Diversos autores reconhecem também a desigualdade do acesso como uma das habilidades do consumo midiático que se configura na exclusão digital (Van Deusen, 2010), configurando uma lacuna participativa. Embora existam acessos públicos ou precários, o uso e manejo também determinam consumidores precários e consumidores de elite desta cultura de mídia digital, demonstrando o quanto a sociedade da informação ainda não está completamente preparada para lidar com a complexidade e as contradições das transformações da cultura digital.

Para Deursen (2010), a desigualdade ao acesso ao consumo midiático se configura como exclusão digital e, por consequência, como lacuna participativa. Embora existam acessos públicos ou precários, o uso e o manejo determinam consumidores precários e consumidores de elite da cultura de mídia digital, demonstrando o quanto a sociedade da informação ainda não está completamente preparada para lidar com a complexidade e as contradições das transformações da cultura digital.

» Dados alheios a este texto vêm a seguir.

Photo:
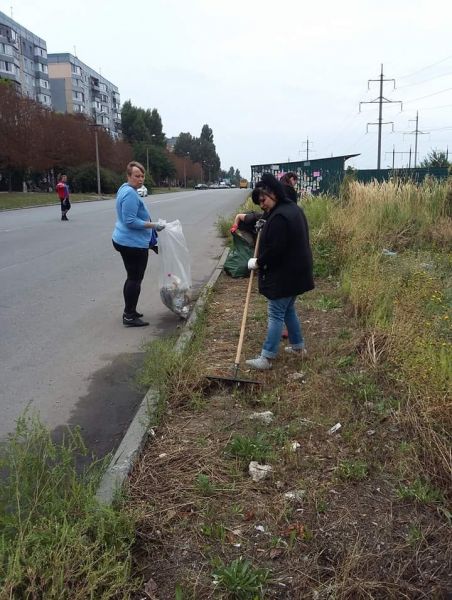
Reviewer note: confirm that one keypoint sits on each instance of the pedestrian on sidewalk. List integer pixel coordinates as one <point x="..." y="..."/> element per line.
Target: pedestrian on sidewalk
<point x="284" y="264"/>
<point x="133" y="235"/>
<point x="62" y="190"/>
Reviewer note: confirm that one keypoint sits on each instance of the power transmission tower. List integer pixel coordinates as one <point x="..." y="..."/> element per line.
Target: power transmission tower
<point x="416" y="133"/>
<point x="394" y="153"/>
<point x="380" y="101"/>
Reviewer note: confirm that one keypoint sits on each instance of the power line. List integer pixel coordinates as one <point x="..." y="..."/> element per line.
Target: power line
<point x="428" y="96"/>
<point x="380" y="100"/>
<point x="401" y="87"/>
<point x="425" y="68"/>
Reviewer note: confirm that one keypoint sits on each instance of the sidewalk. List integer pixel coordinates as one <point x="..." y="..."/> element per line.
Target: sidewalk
<point x="330" y="519"/>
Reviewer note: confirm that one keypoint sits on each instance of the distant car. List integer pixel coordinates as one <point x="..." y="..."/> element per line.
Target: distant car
<point x="142" y="191"/>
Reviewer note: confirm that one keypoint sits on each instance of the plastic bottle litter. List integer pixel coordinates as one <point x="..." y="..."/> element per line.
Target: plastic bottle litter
<point x="175" y="296"/>
<point x="334" y="428"/>
<point x="257" y="471"/>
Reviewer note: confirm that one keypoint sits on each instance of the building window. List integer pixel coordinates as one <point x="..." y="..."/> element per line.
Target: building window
<point x="6" y="49"/>
<point x="42" y="68"/>
<point x="44" y="99"/>
<point x="40" y="52"/>
<point x="7" y="67"/>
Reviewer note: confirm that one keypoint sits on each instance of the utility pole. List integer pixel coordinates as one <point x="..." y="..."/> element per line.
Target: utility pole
<point x="380" y="100"/>
<point x="97" y="161"/>
<point x="393" y="155"/>
<point x="416" y="133"/>
<point x="307" y="148"/>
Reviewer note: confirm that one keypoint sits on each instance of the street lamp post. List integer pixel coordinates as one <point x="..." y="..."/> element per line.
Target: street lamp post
<point x="97" y="161"/>
<point x="185" y="169"/>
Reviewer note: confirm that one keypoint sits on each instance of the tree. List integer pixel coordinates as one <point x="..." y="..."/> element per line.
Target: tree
<point x="435" y="158"/>
<point x="139" y="125"/>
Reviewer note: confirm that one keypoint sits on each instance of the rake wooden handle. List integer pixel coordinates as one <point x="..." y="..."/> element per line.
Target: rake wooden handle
<point x="245" y="310"/>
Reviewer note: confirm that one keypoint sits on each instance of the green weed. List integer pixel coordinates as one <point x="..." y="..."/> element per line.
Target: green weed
<point x="204" y="485"/>
<point x="240" y="579"/>
<point x="250" y="448"/>
<point x="326" y="302"/>
<point x="214" y="531"/>
<point x="355" y="470"/>
<point x="420" y="490"/>
<point x="57" y="542"/>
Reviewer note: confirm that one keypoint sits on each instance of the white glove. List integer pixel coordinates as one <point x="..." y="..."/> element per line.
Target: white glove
<point x="252" y="264"/>
<point x="161" y="224"/>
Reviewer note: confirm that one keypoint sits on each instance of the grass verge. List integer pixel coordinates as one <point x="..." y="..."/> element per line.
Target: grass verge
<point x="356" y="502"/>
<point x="56" y="541"/>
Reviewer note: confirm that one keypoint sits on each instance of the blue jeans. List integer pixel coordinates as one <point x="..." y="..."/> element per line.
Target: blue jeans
<point x="280" y="311"/>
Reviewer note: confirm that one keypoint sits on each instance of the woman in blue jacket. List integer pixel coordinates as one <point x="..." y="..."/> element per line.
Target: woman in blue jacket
<point x="285" y="267"/>
<point x="133" y="234"/>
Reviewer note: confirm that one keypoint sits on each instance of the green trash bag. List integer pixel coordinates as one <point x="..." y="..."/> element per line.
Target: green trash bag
<point x="236" y="264"/>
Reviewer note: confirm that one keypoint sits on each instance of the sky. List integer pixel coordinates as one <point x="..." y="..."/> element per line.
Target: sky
<point x="273" y="80"/>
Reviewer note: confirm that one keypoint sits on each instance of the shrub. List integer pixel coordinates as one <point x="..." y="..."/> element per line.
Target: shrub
<point x="83" y="179"/>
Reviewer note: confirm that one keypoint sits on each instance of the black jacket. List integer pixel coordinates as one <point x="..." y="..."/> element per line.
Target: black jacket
<point x="285" y="257"/>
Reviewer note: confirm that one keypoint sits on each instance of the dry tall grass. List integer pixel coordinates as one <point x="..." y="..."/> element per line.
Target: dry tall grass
<point x="390" y="244"/>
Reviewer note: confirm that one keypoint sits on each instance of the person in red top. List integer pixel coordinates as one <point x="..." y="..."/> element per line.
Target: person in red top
<point x="62" y="190"/>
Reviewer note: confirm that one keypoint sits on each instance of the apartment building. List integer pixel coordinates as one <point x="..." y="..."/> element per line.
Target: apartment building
<point x="23" y="60"/>
<point x="78" y="89"/>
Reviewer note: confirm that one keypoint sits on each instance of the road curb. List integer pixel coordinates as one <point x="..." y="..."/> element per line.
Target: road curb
<point x="139" y="431"/>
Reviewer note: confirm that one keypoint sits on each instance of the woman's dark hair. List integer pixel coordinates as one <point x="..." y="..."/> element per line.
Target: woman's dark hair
<point x="285" y="179"/>
<point x="268" y="183"/>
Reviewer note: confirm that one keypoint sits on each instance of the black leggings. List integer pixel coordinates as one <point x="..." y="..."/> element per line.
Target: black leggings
<point x="135" y="261"/>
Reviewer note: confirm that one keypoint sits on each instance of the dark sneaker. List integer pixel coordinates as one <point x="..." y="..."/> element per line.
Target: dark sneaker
<point x="133" y="321"/>
<point x="134" y="314"/>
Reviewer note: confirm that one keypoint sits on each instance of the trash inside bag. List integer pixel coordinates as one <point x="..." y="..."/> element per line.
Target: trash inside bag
<point x="175" y="272"/>
<point x="236" y="264"/>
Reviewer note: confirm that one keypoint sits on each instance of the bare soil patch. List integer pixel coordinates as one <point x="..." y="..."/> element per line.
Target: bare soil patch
<point x="351" y="528"/>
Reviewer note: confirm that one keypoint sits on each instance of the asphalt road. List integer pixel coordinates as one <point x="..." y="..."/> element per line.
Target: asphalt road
<point x="64" y="352"/>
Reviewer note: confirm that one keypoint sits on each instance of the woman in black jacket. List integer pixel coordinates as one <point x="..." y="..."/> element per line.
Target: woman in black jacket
<point x="285" y="267"/>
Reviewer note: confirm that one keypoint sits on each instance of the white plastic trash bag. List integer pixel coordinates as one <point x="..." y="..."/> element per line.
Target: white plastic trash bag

Esta pesquisa trata de compreender a participação social em meio digital como ato político e cultural por excelência para consubstanciar um agir comunicativo no sentido habermasiano do desafio de se construir uma cidadania digital.

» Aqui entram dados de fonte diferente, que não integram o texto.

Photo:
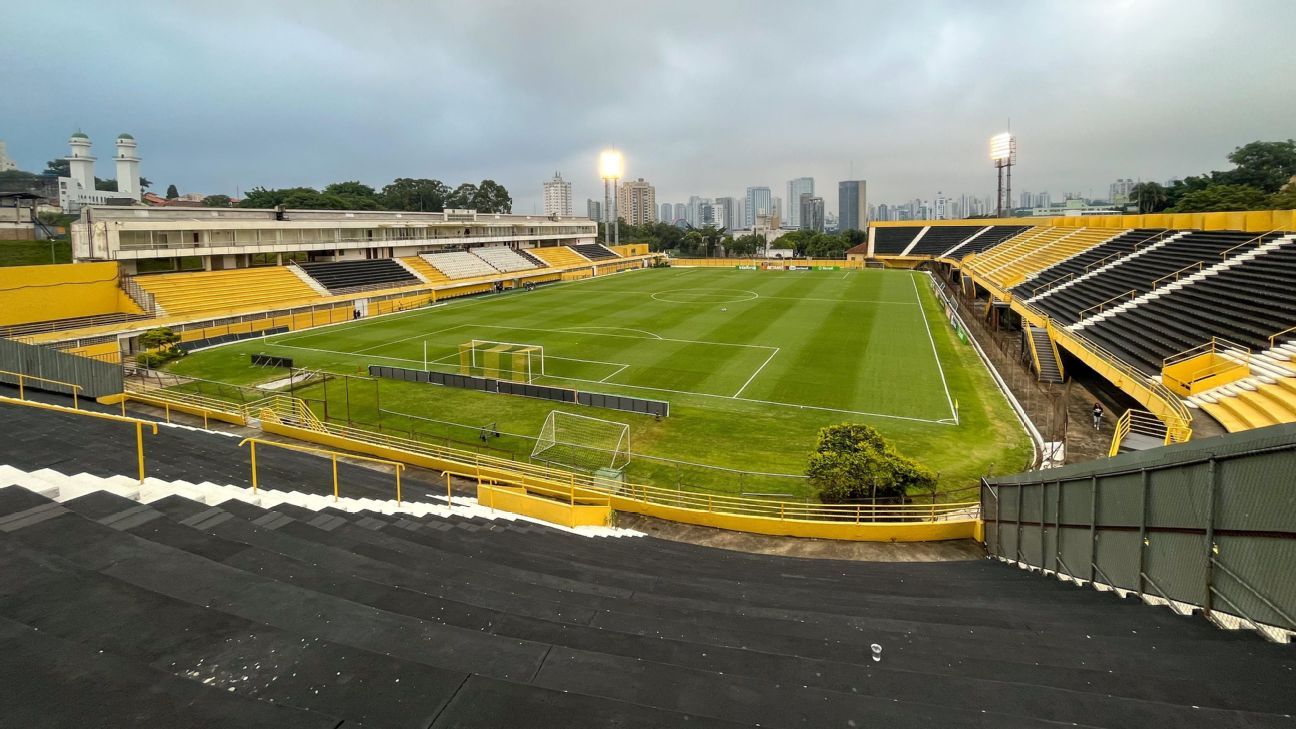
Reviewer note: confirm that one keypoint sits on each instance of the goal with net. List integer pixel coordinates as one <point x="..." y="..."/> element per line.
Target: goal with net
<point x="502" y="359"/>
<point x="585" y="442"/>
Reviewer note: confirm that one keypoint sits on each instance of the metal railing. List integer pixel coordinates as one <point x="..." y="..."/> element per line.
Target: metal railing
<point x="1102" y="305"/>
<point x="294" y="413"/>
<point x="332" y="454"/>
<point x="22" y="380"/>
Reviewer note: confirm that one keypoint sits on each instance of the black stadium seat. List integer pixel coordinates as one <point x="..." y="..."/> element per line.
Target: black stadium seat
<point x="341" y="276"/>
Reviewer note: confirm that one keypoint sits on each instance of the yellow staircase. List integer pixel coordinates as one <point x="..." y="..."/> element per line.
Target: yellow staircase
<point x="202" y="292"/>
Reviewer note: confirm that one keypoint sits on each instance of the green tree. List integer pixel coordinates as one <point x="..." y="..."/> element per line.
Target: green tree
<point x="1262" y="165"/>
<point x="1222" y="197"/>
<point x="462" y="197"/>
<point x="1150" y="196"/>
<point x="410" y="193"/>
<point x="854" y="462"/>
<point x="491" y="197"/>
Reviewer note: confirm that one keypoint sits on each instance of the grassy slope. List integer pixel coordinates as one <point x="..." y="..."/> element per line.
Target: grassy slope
<point x="853" y="341"/>
<point x="34" y="252"/>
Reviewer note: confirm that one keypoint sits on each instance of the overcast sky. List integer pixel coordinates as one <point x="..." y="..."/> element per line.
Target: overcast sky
<point x="704" y="97"/>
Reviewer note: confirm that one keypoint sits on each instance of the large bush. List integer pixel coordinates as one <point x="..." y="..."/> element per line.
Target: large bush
<point x="854" y="462"/>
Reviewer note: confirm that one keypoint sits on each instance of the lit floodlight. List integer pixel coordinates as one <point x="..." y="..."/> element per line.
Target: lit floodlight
<point x="612" y="165"/>
<point x="1002" y="148"/>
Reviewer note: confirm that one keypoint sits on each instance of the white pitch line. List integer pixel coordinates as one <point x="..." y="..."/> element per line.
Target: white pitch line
<point x="754" y="374"/>
<point x="614" y="374"/>
<point x="935" y="354"/>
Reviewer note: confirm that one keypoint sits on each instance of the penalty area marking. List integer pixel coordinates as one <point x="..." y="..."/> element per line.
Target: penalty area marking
<point x="705" y="296"/>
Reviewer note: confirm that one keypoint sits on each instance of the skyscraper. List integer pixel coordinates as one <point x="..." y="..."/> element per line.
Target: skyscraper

Assim como na 21ª Conferência de Paris (COP21), Paris chamou a atenção global para a relevância e o protagonismo necessário das cidades no desenvolvimento global e local, é compreensível afirmar que também as literacias de mídias e informação cumprem atualmente um papel fundamental para os direitos humanos nas periferias. Tanto que a UNESCO vem promovendo, através de seu programa de MIL Desafiando as Cidades, com um evento denominado Mídia e Cidades Informadas pela Informação: Vozes, Poderes e Transformadores28.